Scrapy - ValueError: Missing scheme in request url: h



在编写命令"scrapy crawl weather_spider2 -o output.json"时出现错误[scrapy.core。engine] ERROR:获取启动请求时出错

,然后ValueError: Missing scheme in request url: h我读了一些文章在stakoverflow,并试图修复,但它没有帮助

我代码:

import scrapy
import re
from weather_parent.weather_spider.items import WeatherItem
class WeatherSpiderSpider(scrapy.Spider):
name = "weather_spider2"
allowed_domains = 'https://weather.com'
start_urls = ['https://weather.com/en-MT/weather/today/l/bf01d09009561812f3f95abece23d16e123d8c08fd0b8ec7ffc9215c0154913c']

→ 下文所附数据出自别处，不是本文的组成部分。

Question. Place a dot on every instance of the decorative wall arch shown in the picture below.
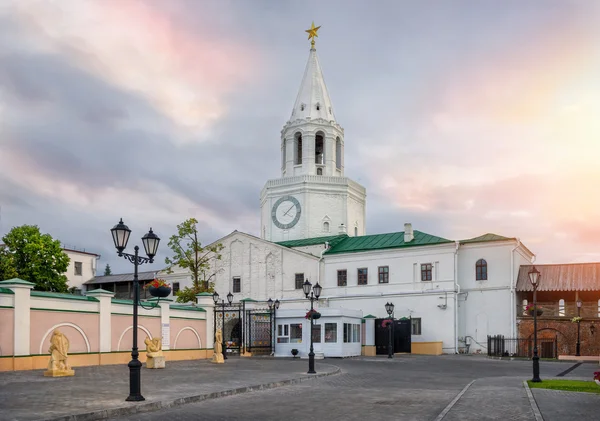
(74, 326)
(129, 328)
(195, 333)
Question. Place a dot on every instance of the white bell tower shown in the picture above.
(312, 197)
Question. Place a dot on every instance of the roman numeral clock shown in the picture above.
(286, 212)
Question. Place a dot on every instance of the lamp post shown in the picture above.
(120, 234)
(389, 307)
(534, 278)
(229, 300)
(578, 348)
(273, 307)
(312, 293)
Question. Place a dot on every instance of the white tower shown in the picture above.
(312, 198)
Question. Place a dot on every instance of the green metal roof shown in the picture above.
(332, 239)
(16, 281)
(485, 238)
(384, 241)
(62, 296)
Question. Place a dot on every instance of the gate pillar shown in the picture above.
(205, 300)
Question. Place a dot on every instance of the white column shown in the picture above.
(104, 297)
(205, 301)
(369, 332)
(22, 314)
(165, 323)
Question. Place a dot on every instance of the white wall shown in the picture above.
(88, 263)
(485, 306)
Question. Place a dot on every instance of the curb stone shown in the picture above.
(157, 405)
(533, 403)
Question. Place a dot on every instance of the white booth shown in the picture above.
(336, 334)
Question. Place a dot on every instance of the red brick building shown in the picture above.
(560, 287)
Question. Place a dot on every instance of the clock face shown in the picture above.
(286, 212)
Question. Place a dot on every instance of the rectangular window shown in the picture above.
(296, 333)
(330, 333)
(342, 277)
(415, 326)
(384, 274)
(299, 280)
(283, 334)
(237, 284)
(362, 276)
(426, 271)
(317, 334)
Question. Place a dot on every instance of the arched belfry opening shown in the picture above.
(319, 149)
(298, 149)
(338, 153)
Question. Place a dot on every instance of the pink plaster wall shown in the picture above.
(7, 320)
(44, 321)
(120, 323)
(187, 339)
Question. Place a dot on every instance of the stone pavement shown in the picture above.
(408, 387)
(405, 388)
(28, 395)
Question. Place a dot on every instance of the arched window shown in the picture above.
(319, 149)
(298, 151)
(561, 308)
(283, 153)
(481, 270)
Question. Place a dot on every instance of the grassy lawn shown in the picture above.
(568, 385)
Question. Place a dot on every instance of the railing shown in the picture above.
(499, 346)
(566, 311)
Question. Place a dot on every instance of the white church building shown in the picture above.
(454, 293)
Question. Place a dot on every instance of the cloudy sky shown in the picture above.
(462, 117)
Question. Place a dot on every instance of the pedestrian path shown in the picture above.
(99, 392)
(496, 398)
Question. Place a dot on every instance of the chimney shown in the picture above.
(409, 235)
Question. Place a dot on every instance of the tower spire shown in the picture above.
(312, 33)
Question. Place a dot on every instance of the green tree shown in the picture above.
(7, 265)
(36, 258)
(188, 253)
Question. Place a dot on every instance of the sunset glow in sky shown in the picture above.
(463, 118)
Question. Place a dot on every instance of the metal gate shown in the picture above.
(401, 336)
(244, 330)
(258, 331)
(229, 319)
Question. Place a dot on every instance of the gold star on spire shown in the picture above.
(312, 33)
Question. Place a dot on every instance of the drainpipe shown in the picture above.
(456, 292)
(513, 299)
(320, 260)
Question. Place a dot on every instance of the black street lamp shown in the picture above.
(389, 307)
(229, 300)
(578, 349)
(120, 234)
(534, 278)
(312, 295)
(273, 307)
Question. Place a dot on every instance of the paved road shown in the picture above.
(405, 388)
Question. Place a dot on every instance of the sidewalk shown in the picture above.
(102, 390)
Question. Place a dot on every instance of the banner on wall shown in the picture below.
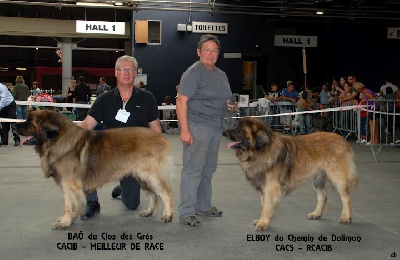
(207, 27)
(295, 41)
(100, 27)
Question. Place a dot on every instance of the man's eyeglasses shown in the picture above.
(126, 70)
(210, 50)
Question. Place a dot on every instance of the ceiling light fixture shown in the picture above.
(92, 4)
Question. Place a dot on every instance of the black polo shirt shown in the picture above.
(142, 105)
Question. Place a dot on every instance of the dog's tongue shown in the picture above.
(21, 143)
(230, 144)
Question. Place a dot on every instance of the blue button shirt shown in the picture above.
(5, 96)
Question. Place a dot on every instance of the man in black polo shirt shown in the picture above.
(124, 106)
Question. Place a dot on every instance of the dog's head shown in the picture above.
(249, 134)
(41, 126)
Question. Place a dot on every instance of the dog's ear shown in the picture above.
(262, 136)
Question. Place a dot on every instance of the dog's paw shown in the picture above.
(344, 220)
(146, 213)
(59, 226)
(260, 225)
(313, 216)
(166, 219)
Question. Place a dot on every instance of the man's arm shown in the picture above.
(155, 126)
(181, 112)
(89, 123)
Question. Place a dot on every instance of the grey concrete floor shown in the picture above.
(29, 204)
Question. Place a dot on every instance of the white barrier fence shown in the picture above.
(347, 120)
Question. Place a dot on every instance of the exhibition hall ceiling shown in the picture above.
(286, 11)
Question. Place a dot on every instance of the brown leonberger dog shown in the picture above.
(275, 164)
(81, 160)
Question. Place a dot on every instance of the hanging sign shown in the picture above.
(295, 41)
(100, 27)
(206, 27)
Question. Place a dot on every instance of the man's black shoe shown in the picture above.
(116, 192)
(92, 208)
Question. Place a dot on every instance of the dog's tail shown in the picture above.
(169, 167)
(353, 176)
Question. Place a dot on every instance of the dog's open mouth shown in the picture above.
(233, 145)
(28, 140)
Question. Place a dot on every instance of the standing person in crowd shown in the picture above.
(369, 95)
(70, 93)
(336, 87)
(124, 106)
(204, 93)
(103, 87)
(82, 96)
(274, 95)
(388, 83)
(352, 80)
(290, 95)
(35, 90)
(363, 119)
(141, 85)
(8, 109)
(325, 101)
(307, 102)
(349, 95)
(21, 93)
(348, 98)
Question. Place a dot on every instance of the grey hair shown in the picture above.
(208, 37)
(126, 58)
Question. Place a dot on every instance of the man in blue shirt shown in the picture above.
(8, 109)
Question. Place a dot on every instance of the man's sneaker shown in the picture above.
(212, 212)
(190, 221)
(92, 208)
(116, 192)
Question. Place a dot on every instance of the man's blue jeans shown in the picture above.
(199, 164)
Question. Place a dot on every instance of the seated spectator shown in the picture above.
(273, 95)
(291, 96)
(307, 102)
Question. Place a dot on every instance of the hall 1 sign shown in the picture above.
(206, 27)
(295, 41)
(100, 27)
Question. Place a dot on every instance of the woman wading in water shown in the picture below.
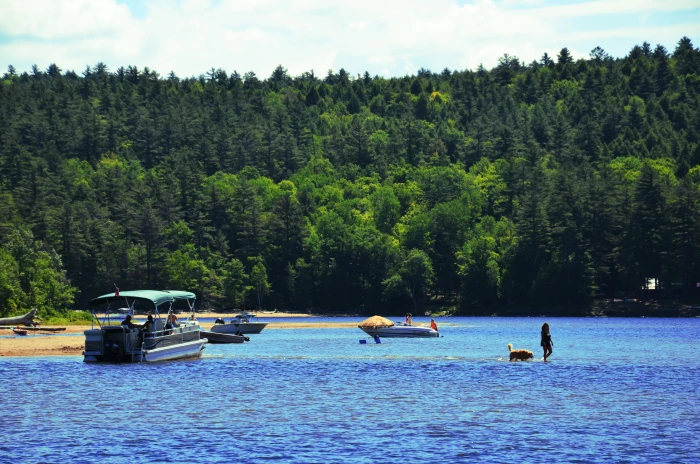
(546, 342)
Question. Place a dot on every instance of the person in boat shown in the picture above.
(127, 322)
(148, 325)
(546, 342)
(433, 325)
(171, 321)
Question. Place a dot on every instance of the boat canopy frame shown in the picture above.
(156, 297)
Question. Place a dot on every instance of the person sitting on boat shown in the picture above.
(433, 325)
(148, 325)
(127, 322)
(171, 321)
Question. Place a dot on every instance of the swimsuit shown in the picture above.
(546, 340)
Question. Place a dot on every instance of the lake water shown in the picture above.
(616, 390)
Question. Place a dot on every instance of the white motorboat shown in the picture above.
(377, 326)
(124, 343)
(241, 324)
(400, 331)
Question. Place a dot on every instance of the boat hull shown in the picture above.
(185, 350)
(120, 344)
(401, 331)
(244, 327)
(214, 337)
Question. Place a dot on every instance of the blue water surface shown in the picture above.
(616, 390)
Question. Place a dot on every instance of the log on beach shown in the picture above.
(36, 329)
(29, 320)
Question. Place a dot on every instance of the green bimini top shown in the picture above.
(157, 297)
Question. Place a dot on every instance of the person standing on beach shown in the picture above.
(546, 342)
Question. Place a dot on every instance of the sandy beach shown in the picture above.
(52, 344)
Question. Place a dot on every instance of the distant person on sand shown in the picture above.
(127, 322)
(546, 342)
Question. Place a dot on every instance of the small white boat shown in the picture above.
(242, 324)
(377, 326)
(400, 331)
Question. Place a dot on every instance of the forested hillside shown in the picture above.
(529, 185)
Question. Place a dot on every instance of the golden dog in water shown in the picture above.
(519, 354)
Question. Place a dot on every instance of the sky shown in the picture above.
(383, 37)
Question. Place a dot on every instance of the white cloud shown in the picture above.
(392, 37)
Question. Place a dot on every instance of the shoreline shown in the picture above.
(58, 344)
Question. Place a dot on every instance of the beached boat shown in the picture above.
(121, 343)
(242, 323)
(214, 337)
(377, 326)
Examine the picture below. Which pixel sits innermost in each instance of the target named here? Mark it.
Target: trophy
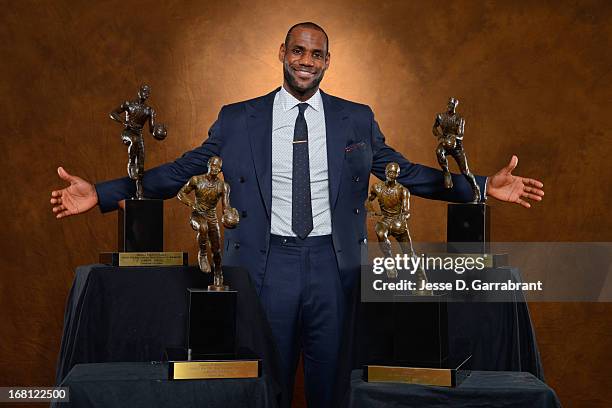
(448, 128)
(141, 220)
(137, 115)
(211, 350)
(394, 202)
(209, 189)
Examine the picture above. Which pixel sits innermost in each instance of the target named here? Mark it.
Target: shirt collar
(289, 101)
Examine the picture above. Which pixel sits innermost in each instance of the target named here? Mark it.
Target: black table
(481, 389)
(133, 314)
(500, 335)
(135, 385)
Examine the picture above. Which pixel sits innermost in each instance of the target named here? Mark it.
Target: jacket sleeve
(420, 180)
(166, 180)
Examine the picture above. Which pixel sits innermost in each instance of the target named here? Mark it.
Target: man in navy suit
(298, 161)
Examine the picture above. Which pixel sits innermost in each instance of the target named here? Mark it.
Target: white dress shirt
(284, 114)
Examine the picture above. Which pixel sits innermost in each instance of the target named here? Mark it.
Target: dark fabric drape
(133, 314)
(480, 389)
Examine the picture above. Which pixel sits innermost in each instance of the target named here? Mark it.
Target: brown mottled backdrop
(533, 79)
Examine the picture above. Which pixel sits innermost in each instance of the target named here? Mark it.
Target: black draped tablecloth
(133, 314)
(481, 389)
(499, 336)
(145, 385)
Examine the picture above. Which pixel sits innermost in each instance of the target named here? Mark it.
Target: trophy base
(468, 228)
(218, 288)
(442, 377)
(212, 322)
(189, 364)
(141, 226)
(144, 258)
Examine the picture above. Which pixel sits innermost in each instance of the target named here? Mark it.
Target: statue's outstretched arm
(116, 114)
(436, 132)
(183, 194)
(152, 121)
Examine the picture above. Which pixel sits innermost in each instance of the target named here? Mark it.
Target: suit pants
(305, 305)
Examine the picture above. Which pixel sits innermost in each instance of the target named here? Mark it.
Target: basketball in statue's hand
(160, 132)
(230, 218)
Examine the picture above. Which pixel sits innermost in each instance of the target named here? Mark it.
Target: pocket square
(354, 146)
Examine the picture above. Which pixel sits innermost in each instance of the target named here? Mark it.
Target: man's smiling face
(305, 59)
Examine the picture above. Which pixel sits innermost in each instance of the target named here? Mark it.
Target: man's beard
(293, 83)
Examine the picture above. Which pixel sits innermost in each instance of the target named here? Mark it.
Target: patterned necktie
(301, 206)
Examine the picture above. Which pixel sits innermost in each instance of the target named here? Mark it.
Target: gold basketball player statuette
(209, 188)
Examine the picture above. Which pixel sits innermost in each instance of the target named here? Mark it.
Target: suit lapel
(259, 125)
(336, 133)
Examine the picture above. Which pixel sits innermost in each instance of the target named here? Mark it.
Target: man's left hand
(505, 186)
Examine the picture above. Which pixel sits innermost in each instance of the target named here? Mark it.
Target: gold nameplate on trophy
(144, 258)
(202, 370)
(409, 375)
(442, 377)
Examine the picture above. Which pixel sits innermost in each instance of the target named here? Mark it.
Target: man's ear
(281, 53)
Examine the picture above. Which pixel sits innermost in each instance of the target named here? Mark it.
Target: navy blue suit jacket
(242, 137)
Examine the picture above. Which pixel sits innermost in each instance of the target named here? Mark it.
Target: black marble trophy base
(211, 350)
(212, 323)
(141, 226)
(468, 228)
(411, 343)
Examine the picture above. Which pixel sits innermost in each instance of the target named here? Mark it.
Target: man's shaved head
(310, 25)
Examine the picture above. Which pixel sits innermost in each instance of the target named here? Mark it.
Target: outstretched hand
(505, 186)
(79, 197)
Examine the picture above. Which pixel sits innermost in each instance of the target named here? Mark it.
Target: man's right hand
(79, 197)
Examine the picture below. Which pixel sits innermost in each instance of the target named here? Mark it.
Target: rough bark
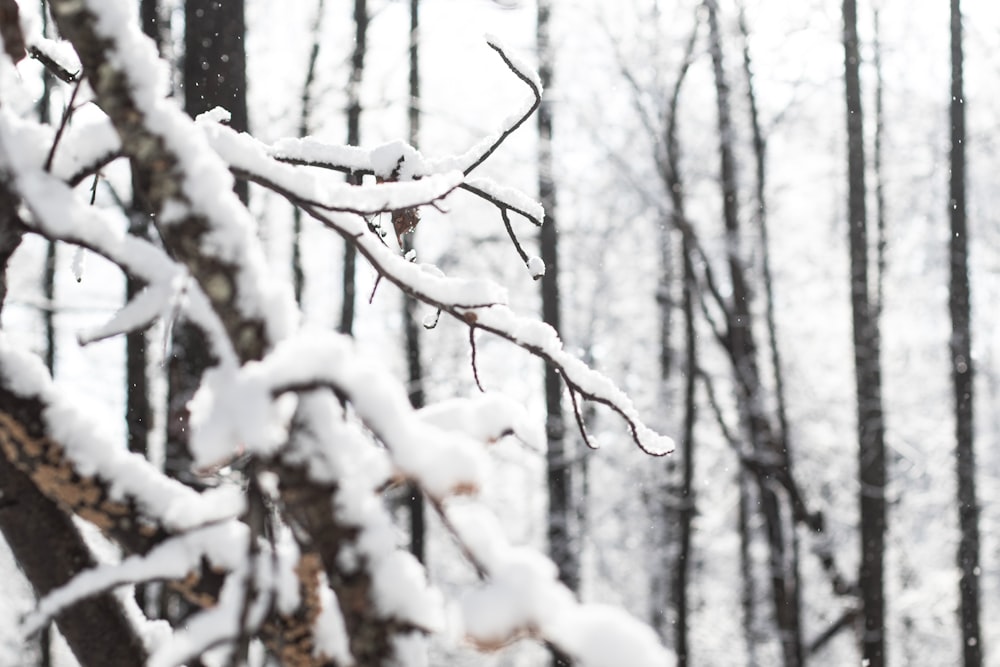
(305, 110)
(411, 329)
(781, 411)
(214, 74)
(50, 550)
(354, 139)
(559, 470)
(214, 71)
(743, 353)
(868, 374)
(962, 371)
(674, 187)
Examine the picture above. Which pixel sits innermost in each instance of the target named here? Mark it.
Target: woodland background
(704, 263)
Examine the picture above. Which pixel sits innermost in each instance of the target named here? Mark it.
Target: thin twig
(513, 128)
(67, 114)
(475, 369)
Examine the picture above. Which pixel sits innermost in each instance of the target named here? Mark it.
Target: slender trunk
(961, 361)
(880, 210)
(868, 374)
(214, 74)
(558, 466)
(760, 193)
(215, 62)
(414, 365)
(674, 186)
(748, 595)
(683, 566)
(743, 352)
(298, 275)
(49, 289)
(354, 139)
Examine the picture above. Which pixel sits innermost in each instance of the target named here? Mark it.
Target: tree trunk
(743, 353)
(354, 139)
(868, 374)
(961, 361)
(298, 275)
(558, 465)
(414, 365)
(674, 187)
(760, 194)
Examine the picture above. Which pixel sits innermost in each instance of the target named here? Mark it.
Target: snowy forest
(509, 333)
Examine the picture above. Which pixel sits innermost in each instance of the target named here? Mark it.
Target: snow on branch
(70, 459)
(58, 215)
(199, 218)
(313, 153)
(522, 597)
(328, 469)
(249, 159)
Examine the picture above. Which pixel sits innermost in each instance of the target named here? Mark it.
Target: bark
(962, 371)
(305, 109)
(559, 470)
(215, 62)
(687, 508)
(868, 373)
(354, 139)
(880, 208)
(50, 550)
(414, 365)
(214, 74)
(743, 354)
(674, 187)
(781, 434)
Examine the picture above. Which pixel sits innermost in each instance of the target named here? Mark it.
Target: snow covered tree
(280, 540)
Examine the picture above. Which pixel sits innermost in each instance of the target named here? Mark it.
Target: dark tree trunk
(298, 275)
(559, 470)
(214, 75)
(743, 353)
(760, 194)
(687, 508)
(215, 62)
(354, 139)
(961, 361)
(868, 374)
(880, 208)
(49, 290)
(50, 550)
(414, 365)
(674, 187)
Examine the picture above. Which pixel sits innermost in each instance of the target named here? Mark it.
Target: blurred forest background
(763, 254)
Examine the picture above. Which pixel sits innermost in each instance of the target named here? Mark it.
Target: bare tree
(558, 459)
(962, 370)
(293, 547)
(414, 362)
(354, 139)
(868, 372)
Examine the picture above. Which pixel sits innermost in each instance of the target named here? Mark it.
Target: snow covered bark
(868, 371)
(300, 431)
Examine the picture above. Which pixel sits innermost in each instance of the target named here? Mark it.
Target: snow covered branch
(296, 545)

def parse_url(self, response):
city = response.xpath('//h1[contains(@class,"location")].text()').get()
temp = response.xpath('//span[@data-testid="TemperatureValue"]/text()').get()
air_quality = response.xpath('//span[@data-testid="AirQualityCategory"]/text()').get()
cond = response.xpath('//div[@data-testid="wxPhrase"]/text()').get()
item = WeatherItem()
item["city"] = city
item["temp"] = temp
item["air_quality"] = air_quality
item["cond"] = cond
yield item

误差

[]
2021-10-25 22:07:39 [scrapy.core.engine] INFO: Spider opened
2021-10-25 22:07:39 [scrapy.extensions.logstats] INFO: Crawled 0 pages (at 0 pages/min), scraped 0 items (at 0 items/min)
2021-10-25 22:07:39 [scrapy.extensions.telnet] INFO: Telnet console listening on 127.0.0.1:6023
2021-10-25 22:07:39 **[scrapy.core.engine] ERROR: Error while obtaining start requests**
Traceback (most recent call last):
File "D:ca nhanAnacondalibsite-packagesscrapycoreengine.py", line 129, in _next_request
request = next(slot.start_requests)
File "D:ca nhanAnacondaweather_parentweather_spiderspiderscrawl_weather.py", line 12, in start_requests
yield scrapy.Request(url = url, callback= self.parse_url)
File "D:ca nhanAnacondalibsite-packagesscrapyhttprequest__init__.py", line 25, in __init__
self._set_url(url)
File "D:ca nhanAnacondalibsite-packagesscrapyhttprequest__init__.py", line 73, in _set_url
raise ValueError(f'Missing scheme in request url: {self._url}')
**ValueError: Missing scheme in request url: h**
2021-10-25 22:07:39 [scrapy.core.engine] INFO: Closing spider (finished)
2021-10-25 22:07:39 [scrapy.statscollectors] INFO: Dumping Scrapy stats:
{'elapsed_time_seconds': 0.015959,
'finish_reason': 'finished',
'finish_time': datetime.datetime(2021, 10, 25, 15, 7, 39, 874679),
'log_count/ERROR': 1,
'log_count/INFO': 10,
'start_time': datetime.datetime(2021, 10, 25, 15, 7, 39, 858720)}
request = next(slot.start_requests)
File "D:ca nhanAnacondaweather_parentweather_spiderspiderscrawl_weather.py", line 12, in start_requests
yield scrapy.Request(url = url, callback= self.parse_url)
File "D:ca nhanAnacondalibsite-packagesscrapyhttprequest__init__.py", line 25, in __init__
self._set_url(url)
File "D:ca nhanAnacondalibsite-packagesscrapyhttprequest__init__.py", line 73, in _set_url
raise ValueError(f'Missing scheme in request url: {self._url}')
ValueError: Missing scheme in request url: h
2021-10-25 22:07:39 [scrapy.core.engine] INFO: Closing spider (finished)
2021-10-25 22:07:39 [scrapy.statscollectors] INFO: Dumping Scrapy stats:
{'elapsed_time_seconds': 0.015959,
'finish_reason': 'finished',
'finish_time': datetime.datetime(2021, 10, 25, 15, 7, 39, 874679),
'log_count/ERROR': 1,
'log_count/INFO': 10,
'start_time': datetime.datetime(2021, 10, 25, 15, 7, 39, 858720)}

重命名parse_url函数来解析这是Scrapy用来处理下载响应的默认回调,当它们的请求没有指定回调时。城市xpath是错误的,只使用/text()。在allowed_domains中,假设您的目标url是https://www.example.com/1.html,然后将'example.com'添加到列表中。它将是list。没有别的了,一切都好。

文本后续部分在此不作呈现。